This document describes the DevOps requirements for operating Dragonboat based applications in production. Please note that incorrect DevOps operations can potentially corrupt your Raft clusters permanently.
- It is recommended to use the ext4 filesystem, other filesystems have never been tested.
- It is recommended to use enterprise NVME SSD with high write endurance rating. Must use local hard disks and avoid any NFS, CIFS, Samba, CEPH or other similar shared storage.
- Never try to backup or restore Dragonboat data by directly operating on Dragonboat data files or directories. It can immediately corrupt your Raft clusters.
- Each Raft group has multiple replicas, the best way to safeguard the availability of your services and data is to increase the number of replicas. As an example, the Raft group can tolerant 2 node failures when there are 5 replicas, while it can only tolerant 1 node failure when using 3 replicas.

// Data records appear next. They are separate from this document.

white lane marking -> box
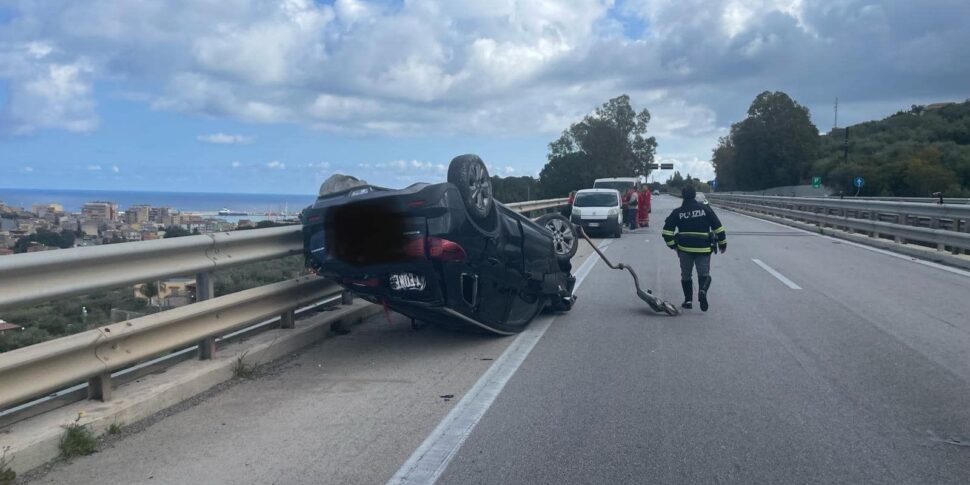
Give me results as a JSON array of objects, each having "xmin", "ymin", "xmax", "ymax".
[
  {"xmin": 726, "ymin": 208, "xmax": 970, "ymax": 279},
  {"xmin": 387, "ymin": 240, "xmax": 609, "ymax": 485},
  {"xmin": 752, "ymin": 258, "xmax": 802, "ymax": 289}
]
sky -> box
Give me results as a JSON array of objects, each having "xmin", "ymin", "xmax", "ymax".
[{"xmin": 1, "ymin": 0, "xmax": 968, "ymax": 194}]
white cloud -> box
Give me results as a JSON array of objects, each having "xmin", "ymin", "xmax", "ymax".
[
  {"xmin": 111, "ymin": 165, "xmax": 120, "ymax": 173},
  {"xmin": 21, "ymin": 166, "xmax": 34, "ymax": 173},
  {"xmin": 266, "ymin": 160, "xmax": 286, "ymax": 169},
  {"xmin": 503, "ymin": 166, "xmax": 516, "ymax": 174},
  {"xmin": 1, "ymin": 0, "xmax": 968, "ymax": 172},
  {"xmin": 197, "ymin": 133, "xmax": 253, "ymax": 144},
  {"xmin": 231, "ymin": 160, "xmax": 241, "ymax": 168},
  {"xmin": 86, "ymin": 164, "xmax": 102, "ymax": 171},
  {"xmin": 0, "ymin": 44, "xmax": 98, "ymax": 135}
]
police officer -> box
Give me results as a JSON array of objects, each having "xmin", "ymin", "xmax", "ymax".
[{"xmin": 661, "ymin": 186, "xmax": 727, "ymax": 311}]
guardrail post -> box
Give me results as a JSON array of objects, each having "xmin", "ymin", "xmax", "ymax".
[
  {"xmin": 869, "ymin": 211, "xmax": 880, "ymax": 238},
  {"xmin": 87, "ymin": 371, "xmax": 112, "ymax": 402},
  {"xmin": 341, "ymin": 289, "xmax": 355, "ymax": 305},
  {"xmin": 196, "ymin": 271, "xmax": 216, "ymax": 360},
  {"xmin": 280, "ymin": 309, "xmax": 295, "ymax": 329}
]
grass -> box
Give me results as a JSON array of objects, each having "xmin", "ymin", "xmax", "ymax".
[
  {"xmin": 232, "ymin": 352, "xmax": 259, "ymax": 379},
  {"xmin": 59, "ymin": 413, "xmax": 97, "ymax": 459},
  {"xmin": 0, "ymin": 446, "xmax": 14, "ymax": 485},
  {"xmin": 106, "ymin": 422, "xmax": 124, "ymax": 436}
]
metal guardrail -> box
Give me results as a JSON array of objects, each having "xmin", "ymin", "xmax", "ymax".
[
  {"xmin": 504, "ymin": 197, "xmax": 569, "ymax": 214},
  {"xmin": 0, "ymin": 197, "xmax": 570, "ymax": 416},
  {"xmin": 0, "ymin": 277, "xmax": 339, "ymax": 409},
  {"xmin": 838, "ymin": 196, "xmax": 970, "ymax": 204},
  {"xmin": 0, "ymin": 225, "xmax": 303, "ymax": 309},
  {"xmin": 707, "ymin": 194, "xmax": 970, "ymax": 254}
]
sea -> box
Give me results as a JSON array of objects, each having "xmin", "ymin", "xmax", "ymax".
[{"xmin": 0, "ymin": 187, "xmax": 317, "ymax": 218}]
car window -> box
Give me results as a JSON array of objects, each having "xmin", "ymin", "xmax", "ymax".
[{"xmin": 574, "ymin": 193, "xmax": 618, "ymax": 207}]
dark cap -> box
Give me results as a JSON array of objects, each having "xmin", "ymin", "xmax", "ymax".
[{"xmin": 681, "ymin": 186, "xmax": 696, "ymax": 200}]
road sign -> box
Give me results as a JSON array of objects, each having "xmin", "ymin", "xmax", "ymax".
[
  {"xmin": 647, "ymin": 163, "xmax": 659, "ymax": 170},
  {"xmin": 660, "ymin": 163, "xmax": 674, "ymax": 170},
  {"xmin": 811, "ymin": 176, "xmax": 821, "ymax": 188},
  {"xmin": 853, "ymin": 176, "xmax": 865, "ymax": 188},
  {"xmin": 710, "ymin": 179, "xmax": 717, "ymax": 189}
]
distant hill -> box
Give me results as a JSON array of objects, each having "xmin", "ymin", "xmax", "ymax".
[{"xmin": 813, "ymin": 100, "xmax": 970, "ymax": 196}]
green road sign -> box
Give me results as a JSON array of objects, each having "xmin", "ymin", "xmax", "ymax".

- On node failure, the Raft group will be available when it still has the quorum. To handle such failures, you can add a non-voting node to start replicating data to it, once in sync with other replicas you can promote the non-voting node to a regular node and remove the failed node by using membership change APIs. For those failed nodes caused by intermittent failures such as short term network partition or power loss, you should resolve the network or power issue and try restarting the affected nodes.
- On disk failure, such as when experiencing data integrity check errors or write failures, it is important to immediately replace the failed disk and remove the failed node using the above described membership change method. To restart nodes with such disk failures, it is important to have the failed disk replaced first to ensure corrupted data is removed. As a refreshed node with no existing data, that node must be assigned a new RaftAddress value to avoid confusing other nodes.
- When the quorum nodes are gone, you will not be able to resolve it without losing data. The github.com/lni/dragonboat/tools package provides the ImportSnapshot method to import a previously exported snapshot to repair such failed Raft cluster.
- By default, the RaftAddress value can not be changed between restarts, otherwise the system will panic with an error message.
- When you can't provide a static IP for your nodes, e.g. when IP is dynamically assigned on node restart, you may want to configure a static DNS name for that node and update it on each restart.
- When it is not possible to do so, you can choose to set the AddressByNodeHostID field to enable the gossip feature which is designed to handle dynamic RaftAddress. Check godocs for more details on the gossip feature.
- Always test your system to ensure that it has high availability by design, disaster recovery should always be a part of the CI.